Die Funktionen der Kommune und der freien Wohlfahrtspflege bleiben auch in Verbindung mit einem Rahmenvertrag unverändert bestehen. Infolge der zum Teil gesetzlich festgeschriebenen Zuständigkeiten und Aufgaben ergibt sich zwangsläufig ein kontinuierlicher Aushandlungsprozess über den Versorgungsbedarf Hilfebedürftiger und dessen Finanzierung zwischen Kommune und freier Wohlfahrtspflege, der unabhängig von Rahmenverträgen und Kooperationsvereinbarungen stattfindet. Eine Kommune muss in diesem Aushandlungsprozess immer abwägen, in welchem Umfang soziale Dienste und Einrichtungen für die Einwohnerinnen und Einwohner nötig und finanzierbar sind.

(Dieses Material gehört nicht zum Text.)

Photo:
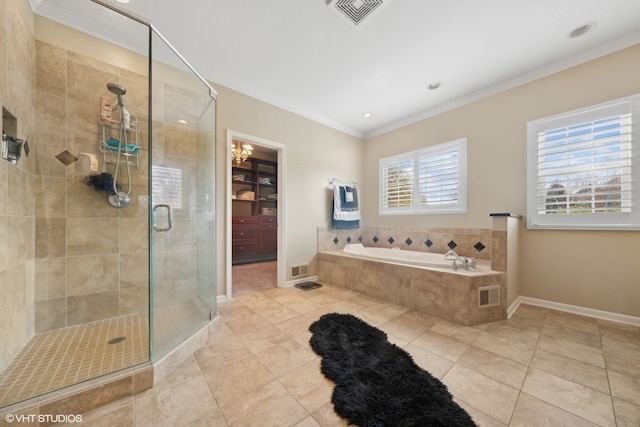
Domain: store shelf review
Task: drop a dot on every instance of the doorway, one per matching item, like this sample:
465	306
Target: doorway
255	215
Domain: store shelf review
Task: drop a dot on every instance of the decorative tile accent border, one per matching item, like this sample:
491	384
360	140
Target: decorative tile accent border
472	242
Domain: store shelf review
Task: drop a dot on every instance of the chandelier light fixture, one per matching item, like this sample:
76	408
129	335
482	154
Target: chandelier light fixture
240	151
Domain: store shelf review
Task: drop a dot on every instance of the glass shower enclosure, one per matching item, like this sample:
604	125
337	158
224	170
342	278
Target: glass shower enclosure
124	189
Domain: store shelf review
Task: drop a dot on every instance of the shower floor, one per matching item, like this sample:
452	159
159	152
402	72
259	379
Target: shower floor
61	357
55	359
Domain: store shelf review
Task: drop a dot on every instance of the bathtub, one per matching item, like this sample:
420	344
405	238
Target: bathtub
396	255
422	281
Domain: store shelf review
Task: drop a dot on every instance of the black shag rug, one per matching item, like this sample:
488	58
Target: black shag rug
378	383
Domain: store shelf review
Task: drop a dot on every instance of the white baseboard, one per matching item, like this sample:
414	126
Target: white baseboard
302	280
574	309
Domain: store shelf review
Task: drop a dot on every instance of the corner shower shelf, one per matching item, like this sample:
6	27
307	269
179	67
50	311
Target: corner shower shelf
108	129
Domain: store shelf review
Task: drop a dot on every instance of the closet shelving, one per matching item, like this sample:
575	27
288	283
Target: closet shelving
254	208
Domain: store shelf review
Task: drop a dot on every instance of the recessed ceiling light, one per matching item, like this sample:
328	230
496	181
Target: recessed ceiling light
582	30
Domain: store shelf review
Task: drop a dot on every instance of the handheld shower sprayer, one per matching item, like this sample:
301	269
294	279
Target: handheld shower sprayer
119	91
121	199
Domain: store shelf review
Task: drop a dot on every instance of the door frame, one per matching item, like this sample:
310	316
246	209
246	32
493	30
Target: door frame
280	254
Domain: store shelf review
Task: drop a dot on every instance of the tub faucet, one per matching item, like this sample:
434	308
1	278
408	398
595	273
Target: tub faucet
465	262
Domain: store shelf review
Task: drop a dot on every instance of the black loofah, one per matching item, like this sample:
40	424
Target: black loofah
378	383
102	182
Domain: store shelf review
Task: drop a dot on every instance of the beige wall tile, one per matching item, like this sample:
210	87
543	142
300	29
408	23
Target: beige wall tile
50	196
51	69
50	278
92	236
92	274
51	314
91	307
50	237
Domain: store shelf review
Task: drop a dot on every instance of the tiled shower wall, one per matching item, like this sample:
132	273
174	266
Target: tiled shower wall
17	82
91	258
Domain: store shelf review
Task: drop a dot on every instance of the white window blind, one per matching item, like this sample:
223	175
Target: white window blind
581	169
397	183
431	180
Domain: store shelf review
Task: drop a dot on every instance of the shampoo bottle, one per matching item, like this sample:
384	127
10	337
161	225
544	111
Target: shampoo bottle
105	110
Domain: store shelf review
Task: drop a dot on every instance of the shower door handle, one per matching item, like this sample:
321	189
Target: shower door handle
169	223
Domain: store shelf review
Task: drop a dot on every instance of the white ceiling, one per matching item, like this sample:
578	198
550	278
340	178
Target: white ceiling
303	57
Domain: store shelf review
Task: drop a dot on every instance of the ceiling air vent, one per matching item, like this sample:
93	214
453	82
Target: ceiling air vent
356	11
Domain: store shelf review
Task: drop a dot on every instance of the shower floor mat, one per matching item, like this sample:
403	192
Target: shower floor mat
61	357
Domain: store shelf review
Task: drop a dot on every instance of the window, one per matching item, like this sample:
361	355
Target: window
582	168
431	180
166	186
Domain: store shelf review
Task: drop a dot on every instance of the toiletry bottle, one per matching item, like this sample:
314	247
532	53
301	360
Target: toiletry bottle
126	117
105	110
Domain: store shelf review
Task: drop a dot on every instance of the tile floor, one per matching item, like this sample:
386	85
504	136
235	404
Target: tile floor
61	357
540	368
55	359
258	276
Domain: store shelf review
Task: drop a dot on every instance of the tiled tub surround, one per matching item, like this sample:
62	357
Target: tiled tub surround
451	295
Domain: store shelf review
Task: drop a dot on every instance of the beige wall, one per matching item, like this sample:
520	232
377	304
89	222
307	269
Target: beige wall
592	269
17	82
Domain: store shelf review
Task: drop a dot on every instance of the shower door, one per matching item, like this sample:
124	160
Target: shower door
182	202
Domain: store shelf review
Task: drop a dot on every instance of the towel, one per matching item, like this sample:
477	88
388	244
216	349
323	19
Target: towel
346	212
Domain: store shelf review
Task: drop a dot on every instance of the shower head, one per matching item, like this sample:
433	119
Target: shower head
118	90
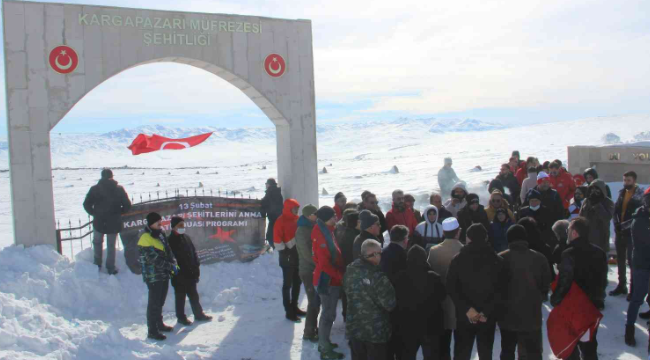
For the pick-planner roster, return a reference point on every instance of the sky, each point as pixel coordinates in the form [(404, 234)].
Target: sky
[(512, 62)]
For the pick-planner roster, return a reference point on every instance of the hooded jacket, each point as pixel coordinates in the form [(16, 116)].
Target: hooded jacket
[(449, 205), (106, 202), (586, 264), (284, 231), (594, 174), (528, 183), (419, 293), (371, 298), (428, 233), (303, 245), (564, 185), (600, 215), (446, 179), (635, 202)]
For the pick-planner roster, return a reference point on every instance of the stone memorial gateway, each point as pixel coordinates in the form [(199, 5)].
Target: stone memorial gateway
[(57, 53)]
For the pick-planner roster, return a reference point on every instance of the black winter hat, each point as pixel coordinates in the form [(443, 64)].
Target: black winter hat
[(153, 218), (107, 174), (534, 194), (477, 233), (325, 213), (516, 233), (367, 219), (472, 198), (176, 220)]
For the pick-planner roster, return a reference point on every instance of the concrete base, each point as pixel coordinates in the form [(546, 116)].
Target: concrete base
[(109, 40)]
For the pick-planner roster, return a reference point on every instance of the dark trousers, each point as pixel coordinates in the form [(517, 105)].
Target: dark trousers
[(624, 249), (445, 345), (269, 232), (186, 288), (588, 350), (639, 292), (430, 347), (313, 304), (362, 350), (157, 296), (290, 287), (531, 341), (483, 333)]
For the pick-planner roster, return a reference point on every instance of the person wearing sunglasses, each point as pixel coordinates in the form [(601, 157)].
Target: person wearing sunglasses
[(371, 298)]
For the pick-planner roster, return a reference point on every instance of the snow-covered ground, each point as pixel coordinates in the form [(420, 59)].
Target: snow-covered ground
[(62, 308)]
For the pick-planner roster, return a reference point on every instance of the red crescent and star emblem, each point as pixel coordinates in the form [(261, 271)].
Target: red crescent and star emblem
[(63, 59), (274, 65)]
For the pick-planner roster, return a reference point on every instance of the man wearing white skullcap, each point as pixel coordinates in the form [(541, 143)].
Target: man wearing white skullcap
[(439, 259)]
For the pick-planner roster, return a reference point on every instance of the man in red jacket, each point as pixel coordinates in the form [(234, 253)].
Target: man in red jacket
[(563, 183), (284, 233), (400, 214), (328, 277)]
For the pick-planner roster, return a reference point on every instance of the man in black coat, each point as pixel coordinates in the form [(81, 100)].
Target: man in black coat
[(188, 276), (586, 264), (473, 213), (528, 283), (272, 205), (419, 316), (393, 260), (475, 282), (549, 197), (630, 198), (106, 202)]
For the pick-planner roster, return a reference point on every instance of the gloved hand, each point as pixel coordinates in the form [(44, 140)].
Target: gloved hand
[(175, 270)]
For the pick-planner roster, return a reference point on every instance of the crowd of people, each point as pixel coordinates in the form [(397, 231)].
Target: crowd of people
[(459, 269)]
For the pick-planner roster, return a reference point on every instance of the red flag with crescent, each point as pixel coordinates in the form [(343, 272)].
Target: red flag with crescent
[(149, 143)]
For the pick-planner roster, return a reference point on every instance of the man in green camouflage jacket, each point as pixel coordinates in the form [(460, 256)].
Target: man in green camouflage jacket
[(371, 297)]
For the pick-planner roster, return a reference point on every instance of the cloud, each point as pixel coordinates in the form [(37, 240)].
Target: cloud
[(411, 57)]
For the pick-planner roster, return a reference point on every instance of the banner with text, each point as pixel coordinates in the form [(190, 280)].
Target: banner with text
[(221, 229)]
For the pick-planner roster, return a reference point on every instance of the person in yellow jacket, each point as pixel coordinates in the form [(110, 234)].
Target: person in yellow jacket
[(158, 265)]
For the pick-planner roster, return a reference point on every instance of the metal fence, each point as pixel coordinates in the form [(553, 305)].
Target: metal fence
[(81, 234)]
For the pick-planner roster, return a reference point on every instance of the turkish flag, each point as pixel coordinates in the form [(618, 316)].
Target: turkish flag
[(149, 143), (575, 317)]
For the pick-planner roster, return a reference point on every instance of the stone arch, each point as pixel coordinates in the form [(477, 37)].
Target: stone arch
[(38, 97)]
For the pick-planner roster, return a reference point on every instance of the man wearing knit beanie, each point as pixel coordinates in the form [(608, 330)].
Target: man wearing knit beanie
[(158, 265), (370, 228), (523, 320), (475, 284), (306, 268), (339, 202), (549, 198), (185, 282)]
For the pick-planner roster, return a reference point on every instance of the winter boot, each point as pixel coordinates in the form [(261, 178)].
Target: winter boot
[(184, 321), (156, 336), (313, 337), (629, 335), (620, 290), (300, 313), (203, 317), (645, 315), (164, 328), (291, 315)]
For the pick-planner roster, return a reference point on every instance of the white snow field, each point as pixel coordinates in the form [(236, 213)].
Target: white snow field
[(60, 307)]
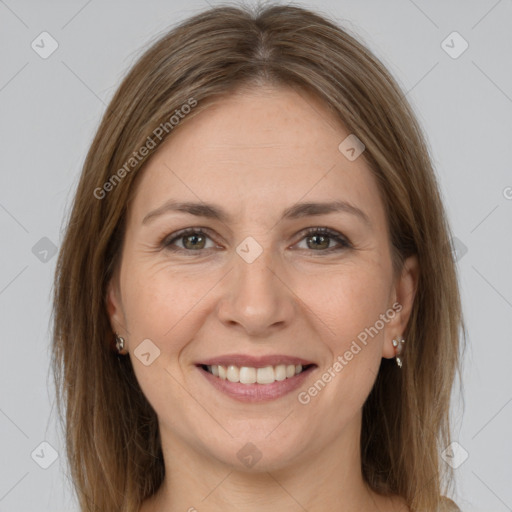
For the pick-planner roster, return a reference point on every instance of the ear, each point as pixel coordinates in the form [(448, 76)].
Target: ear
[(115, 307), (402, 302)]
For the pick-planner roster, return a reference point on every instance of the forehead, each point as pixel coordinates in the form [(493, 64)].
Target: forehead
[(255, 149)]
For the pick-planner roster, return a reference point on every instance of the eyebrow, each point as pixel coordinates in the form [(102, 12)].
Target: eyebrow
[(296, 211)]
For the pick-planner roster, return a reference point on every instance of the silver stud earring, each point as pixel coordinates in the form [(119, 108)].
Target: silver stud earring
[(398, 343), (119, 343)]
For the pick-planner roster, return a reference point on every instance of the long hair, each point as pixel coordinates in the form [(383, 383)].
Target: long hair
[(111, 432)]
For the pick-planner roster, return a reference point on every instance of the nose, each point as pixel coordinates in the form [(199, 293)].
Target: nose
[(257, 299)]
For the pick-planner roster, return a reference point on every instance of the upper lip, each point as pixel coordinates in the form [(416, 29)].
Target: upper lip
[(254, 361)]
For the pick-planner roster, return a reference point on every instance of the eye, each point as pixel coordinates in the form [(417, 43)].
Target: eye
[(194, 240), (322, 237)]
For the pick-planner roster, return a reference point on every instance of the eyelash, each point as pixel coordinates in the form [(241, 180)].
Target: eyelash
[(334, 235)]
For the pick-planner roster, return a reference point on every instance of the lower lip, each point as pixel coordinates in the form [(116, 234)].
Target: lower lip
[(257, 392)]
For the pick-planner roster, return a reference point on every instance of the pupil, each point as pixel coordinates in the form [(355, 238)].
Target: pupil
[(195, 238), (316, 237)]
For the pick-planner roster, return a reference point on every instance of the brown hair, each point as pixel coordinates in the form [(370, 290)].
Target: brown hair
[(111, 431)]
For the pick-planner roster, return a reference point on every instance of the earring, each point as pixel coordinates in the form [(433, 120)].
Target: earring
[(119, 343), (398, 343)]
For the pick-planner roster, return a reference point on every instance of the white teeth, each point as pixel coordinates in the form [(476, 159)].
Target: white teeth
[(248, 375)]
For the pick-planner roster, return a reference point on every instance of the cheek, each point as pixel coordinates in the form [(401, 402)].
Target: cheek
[(157, 300)]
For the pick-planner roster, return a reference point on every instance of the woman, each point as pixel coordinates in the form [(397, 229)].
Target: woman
[(256, 304)]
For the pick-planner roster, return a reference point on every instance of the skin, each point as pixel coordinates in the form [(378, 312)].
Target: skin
[(255, 153)]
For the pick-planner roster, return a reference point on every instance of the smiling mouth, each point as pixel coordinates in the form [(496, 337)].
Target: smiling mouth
[(250, 375)]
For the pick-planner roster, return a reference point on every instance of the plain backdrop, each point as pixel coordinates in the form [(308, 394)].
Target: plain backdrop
[(51, 107)]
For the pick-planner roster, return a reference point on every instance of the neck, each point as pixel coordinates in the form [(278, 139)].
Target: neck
[(331, 480)]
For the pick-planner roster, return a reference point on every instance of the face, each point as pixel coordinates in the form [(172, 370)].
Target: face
[(257, 287)]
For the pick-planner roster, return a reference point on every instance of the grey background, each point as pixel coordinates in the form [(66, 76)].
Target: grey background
[(50, 109)]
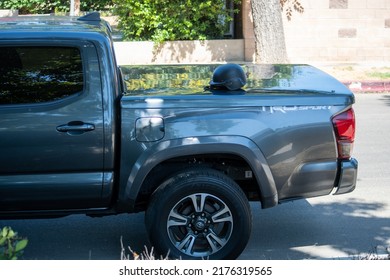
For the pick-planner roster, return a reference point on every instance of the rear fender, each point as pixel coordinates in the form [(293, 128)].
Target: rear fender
[(175, 148)]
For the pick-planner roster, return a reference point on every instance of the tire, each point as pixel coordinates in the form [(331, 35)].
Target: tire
[(199, 214)]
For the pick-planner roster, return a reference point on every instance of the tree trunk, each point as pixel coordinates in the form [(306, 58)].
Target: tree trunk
[(77, 7), (269, 32)]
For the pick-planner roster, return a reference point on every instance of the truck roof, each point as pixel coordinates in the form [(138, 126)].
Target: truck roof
[(26, 26)]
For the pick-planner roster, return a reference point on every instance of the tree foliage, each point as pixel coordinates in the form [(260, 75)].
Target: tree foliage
[(159, 20), (51, 6), (290, 6)]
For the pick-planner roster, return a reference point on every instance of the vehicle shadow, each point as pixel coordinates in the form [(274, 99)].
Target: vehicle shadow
[(299, 230), (292, 231), (79, 237)]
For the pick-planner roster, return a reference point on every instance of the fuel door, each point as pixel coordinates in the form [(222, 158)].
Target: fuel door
[(149, 129)]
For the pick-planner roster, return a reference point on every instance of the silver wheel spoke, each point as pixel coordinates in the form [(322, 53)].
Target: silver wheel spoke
[(187, 244), (198, 201), (175, 219), (215, 242), (223, 216)]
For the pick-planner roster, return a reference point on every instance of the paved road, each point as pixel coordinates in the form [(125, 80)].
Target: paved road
[(328, 227)]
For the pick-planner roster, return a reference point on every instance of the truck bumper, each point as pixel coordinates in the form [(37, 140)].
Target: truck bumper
[(348, 176)]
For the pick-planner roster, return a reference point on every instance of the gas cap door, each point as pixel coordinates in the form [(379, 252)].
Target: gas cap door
[(149, 129)]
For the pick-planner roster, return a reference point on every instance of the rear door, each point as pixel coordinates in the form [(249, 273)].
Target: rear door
[(51, 126)]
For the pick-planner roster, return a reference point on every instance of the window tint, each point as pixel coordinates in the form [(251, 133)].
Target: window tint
[(39, 74)]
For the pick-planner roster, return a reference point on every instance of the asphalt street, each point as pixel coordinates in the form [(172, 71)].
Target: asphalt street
[(330, 227)]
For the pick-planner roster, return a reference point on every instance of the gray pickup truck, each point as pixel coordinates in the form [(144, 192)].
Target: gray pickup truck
[(74, 140)]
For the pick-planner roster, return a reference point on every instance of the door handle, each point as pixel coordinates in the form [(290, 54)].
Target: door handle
[(75, 127)]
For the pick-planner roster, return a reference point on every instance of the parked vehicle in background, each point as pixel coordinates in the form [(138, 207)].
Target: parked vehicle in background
[(74, 140)]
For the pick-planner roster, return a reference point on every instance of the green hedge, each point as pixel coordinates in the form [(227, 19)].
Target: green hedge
[(158, 21)]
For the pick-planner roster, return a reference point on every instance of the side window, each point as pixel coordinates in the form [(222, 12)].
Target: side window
[(39, 74)]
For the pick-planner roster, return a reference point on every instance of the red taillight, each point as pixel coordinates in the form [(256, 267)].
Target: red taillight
[(344, 125)]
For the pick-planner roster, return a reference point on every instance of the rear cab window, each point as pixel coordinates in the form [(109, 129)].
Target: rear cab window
[(37, 74)]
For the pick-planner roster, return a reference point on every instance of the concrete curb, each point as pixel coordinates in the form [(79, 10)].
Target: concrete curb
[(368, 86)]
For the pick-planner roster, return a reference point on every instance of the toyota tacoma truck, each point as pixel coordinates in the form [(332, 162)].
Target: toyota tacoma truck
[(80, 135)]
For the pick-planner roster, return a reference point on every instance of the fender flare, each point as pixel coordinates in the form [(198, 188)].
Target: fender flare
[(174, 148)]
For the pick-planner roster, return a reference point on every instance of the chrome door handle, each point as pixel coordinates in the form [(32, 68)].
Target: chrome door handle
[(75, 127)]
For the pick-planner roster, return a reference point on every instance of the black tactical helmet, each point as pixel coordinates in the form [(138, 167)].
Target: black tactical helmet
[(230, 76)]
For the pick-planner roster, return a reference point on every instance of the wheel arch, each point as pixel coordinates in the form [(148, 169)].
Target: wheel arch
[(212, 146)]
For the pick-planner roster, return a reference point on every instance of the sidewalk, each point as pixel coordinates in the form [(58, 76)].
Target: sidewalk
[(360, 78)]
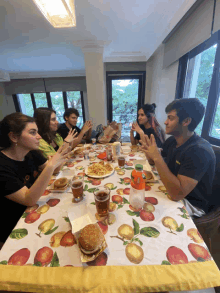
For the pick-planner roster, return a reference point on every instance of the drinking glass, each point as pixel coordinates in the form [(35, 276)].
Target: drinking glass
[(121, 161), (77, 188), (102, 199)]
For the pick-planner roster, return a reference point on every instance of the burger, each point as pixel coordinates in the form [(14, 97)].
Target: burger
[(91, 239), (61, 183), (148, 175)]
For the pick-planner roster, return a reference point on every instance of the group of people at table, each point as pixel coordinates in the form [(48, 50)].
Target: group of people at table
[(32, 149)]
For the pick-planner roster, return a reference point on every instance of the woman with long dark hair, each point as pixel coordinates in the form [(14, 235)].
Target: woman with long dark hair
[(21, 183), (47, 127), (147, 125)]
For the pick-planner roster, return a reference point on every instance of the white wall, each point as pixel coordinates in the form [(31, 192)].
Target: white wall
[(160, 83), (6, 103)]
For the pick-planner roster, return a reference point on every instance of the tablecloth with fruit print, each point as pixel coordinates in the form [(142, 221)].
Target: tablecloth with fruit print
[(155, 238)]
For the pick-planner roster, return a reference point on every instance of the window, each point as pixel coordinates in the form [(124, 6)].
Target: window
[(58, 105), (59, 101), (74, 100), (125, 94), (40, 100), (198, 78), (25, 104)]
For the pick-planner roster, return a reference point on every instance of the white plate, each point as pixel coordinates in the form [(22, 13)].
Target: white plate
[(52, 189), (102, 176)]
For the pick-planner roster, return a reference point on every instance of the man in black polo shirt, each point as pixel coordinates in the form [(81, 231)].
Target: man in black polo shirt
[(70, 116), (187, 163)]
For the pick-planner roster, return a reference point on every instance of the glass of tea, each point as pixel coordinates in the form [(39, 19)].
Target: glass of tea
[(102, 199), (77, 188), (109, 153), (121, 161)]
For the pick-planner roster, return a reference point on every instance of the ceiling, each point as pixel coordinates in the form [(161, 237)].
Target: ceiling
[(130, 30)]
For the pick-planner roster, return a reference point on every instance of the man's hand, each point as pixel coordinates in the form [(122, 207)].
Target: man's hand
[(87, 126), (136, 127), (150, 148), (71, 135)]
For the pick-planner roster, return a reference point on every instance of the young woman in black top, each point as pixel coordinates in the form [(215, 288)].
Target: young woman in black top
[(21, 183), (147, 124)]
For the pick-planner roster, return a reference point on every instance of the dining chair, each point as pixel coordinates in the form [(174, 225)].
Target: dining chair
[(208, 225)]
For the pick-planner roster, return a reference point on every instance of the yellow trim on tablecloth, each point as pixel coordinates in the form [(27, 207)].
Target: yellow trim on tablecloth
[(152, 278)]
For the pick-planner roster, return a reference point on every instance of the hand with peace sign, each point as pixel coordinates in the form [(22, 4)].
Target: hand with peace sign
[(149, 147)]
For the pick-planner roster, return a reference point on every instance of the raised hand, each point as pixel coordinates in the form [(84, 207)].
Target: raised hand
[(136, 127), (87, 126), (60, 157), (71, 135), (149, 147)]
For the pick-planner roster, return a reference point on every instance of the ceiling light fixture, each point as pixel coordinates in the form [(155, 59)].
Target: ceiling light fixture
[(60, 13)]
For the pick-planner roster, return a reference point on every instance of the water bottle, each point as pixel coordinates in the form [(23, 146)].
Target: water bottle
[(137, 192)]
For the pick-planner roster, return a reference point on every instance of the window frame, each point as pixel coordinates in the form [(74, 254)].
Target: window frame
[(117, 75), (213, 96), (49, 101)]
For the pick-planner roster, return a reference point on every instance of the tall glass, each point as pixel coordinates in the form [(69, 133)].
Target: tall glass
[(121, 161), (77, 188), (102, 199)]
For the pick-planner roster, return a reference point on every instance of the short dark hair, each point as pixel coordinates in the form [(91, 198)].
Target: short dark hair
[(70, 111), (191, 107), (149, 108), (42, 117), (16, 123)]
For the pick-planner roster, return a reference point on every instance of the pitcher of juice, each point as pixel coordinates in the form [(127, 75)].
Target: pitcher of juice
[(137, 192)]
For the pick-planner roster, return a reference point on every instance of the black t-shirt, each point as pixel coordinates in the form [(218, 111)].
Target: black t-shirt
[(63, 130), (13, 176), (148, 132), (194, 159)]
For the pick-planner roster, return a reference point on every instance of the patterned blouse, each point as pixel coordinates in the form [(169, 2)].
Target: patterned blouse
[(47, 149)]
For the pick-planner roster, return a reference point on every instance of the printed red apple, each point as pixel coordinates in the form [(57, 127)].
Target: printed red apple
[(31, 209), (32, 217), (133, 209), (53, 202), (127, 180), (43, 256), (146, 216), (96, 182), (117, 198), (101, 260), (51, 181), (20, 257), (176, 256), (70, 165), (198, 251), (68, 239), (46, 192), (147, 187), (112, 206), (103, 227), (152, 200), (126, 191)]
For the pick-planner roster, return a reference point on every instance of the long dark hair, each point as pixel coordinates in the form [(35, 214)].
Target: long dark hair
[(42, 117), (16, 123), (149, 111)]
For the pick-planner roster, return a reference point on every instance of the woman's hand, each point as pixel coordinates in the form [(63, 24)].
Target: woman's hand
[(136, 127), (60, 157), (87, 126), (71, 135)]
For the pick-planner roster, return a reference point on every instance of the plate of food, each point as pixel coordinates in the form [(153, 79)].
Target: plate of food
[(60, 185), (99, 170), (91, 242)]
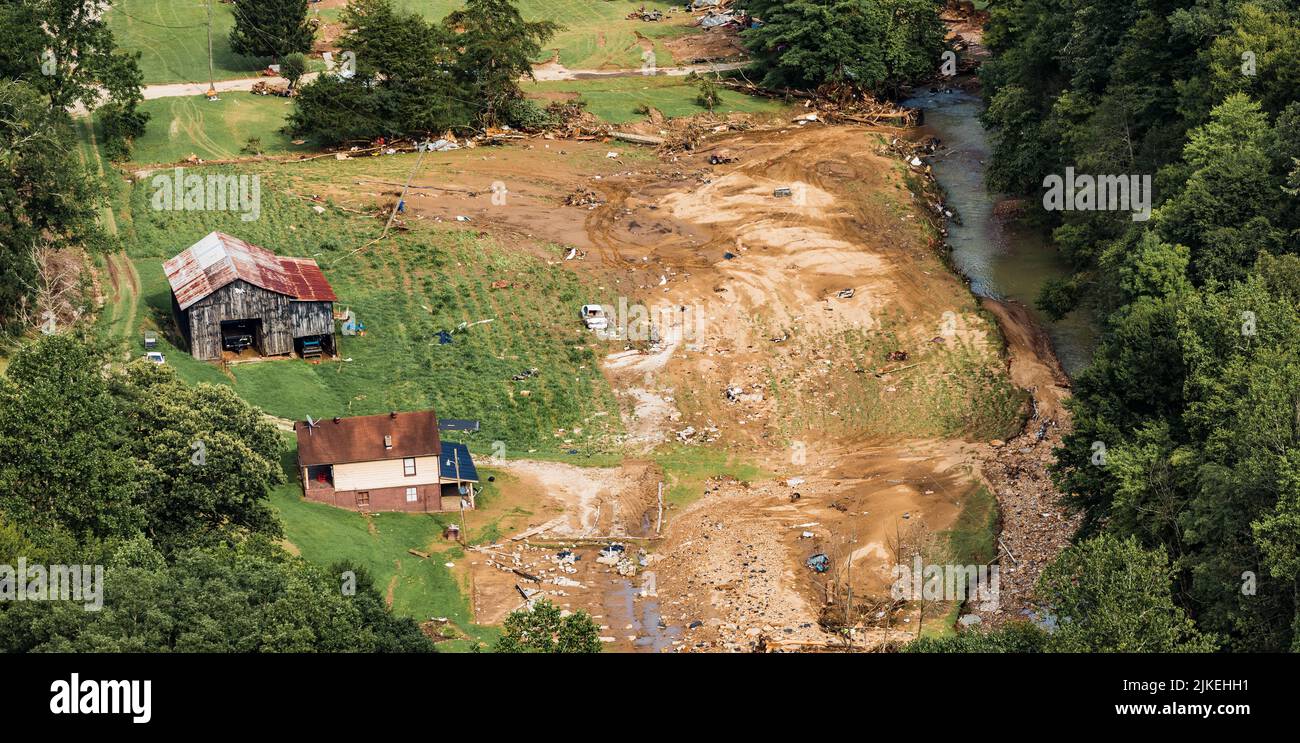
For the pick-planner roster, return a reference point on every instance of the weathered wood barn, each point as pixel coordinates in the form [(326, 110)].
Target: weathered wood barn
[(393, 461), (228, 294)]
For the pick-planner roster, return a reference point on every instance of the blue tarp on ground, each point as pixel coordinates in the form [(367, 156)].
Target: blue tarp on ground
[(451, 452)]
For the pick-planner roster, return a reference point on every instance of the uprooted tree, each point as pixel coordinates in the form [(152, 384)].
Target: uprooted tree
[(544, 629)]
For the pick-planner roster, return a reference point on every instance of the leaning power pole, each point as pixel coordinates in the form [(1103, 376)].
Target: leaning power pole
[(212, 82)]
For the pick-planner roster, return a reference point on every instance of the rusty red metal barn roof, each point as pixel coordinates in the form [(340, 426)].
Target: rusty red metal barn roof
[(220, 259), (362, 439)]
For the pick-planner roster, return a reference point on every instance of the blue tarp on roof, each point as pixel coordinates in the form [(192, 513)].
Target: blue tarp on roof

Aus einem Rahmenvertrag – wie dem Düsseldorfer Modell – ergeben sich für die Nutzerinnen und Nutzer sozialer Dienste und Einrichtungen keine Leistungsverbesserungen und es entsteht auch keine Vereinfachung im Verwaltungsprozess. Die Verwaltung sieht daher keine Notwendigkeit, einen Rahmenvertrag mit der Liga der freien Wohlfahrtspflege auf kommunaler Ebene abzuschließen. Verhandlungen, mit dem Ziel, das bestehende Fördersystem punktuell mit den Bedürfnissen der freien Träger abzustimmen, werden von der Verwaltung geführt. Der Gemeinderat wird nach Abschluss der Verhandlungen über die Ergebnisse informiert.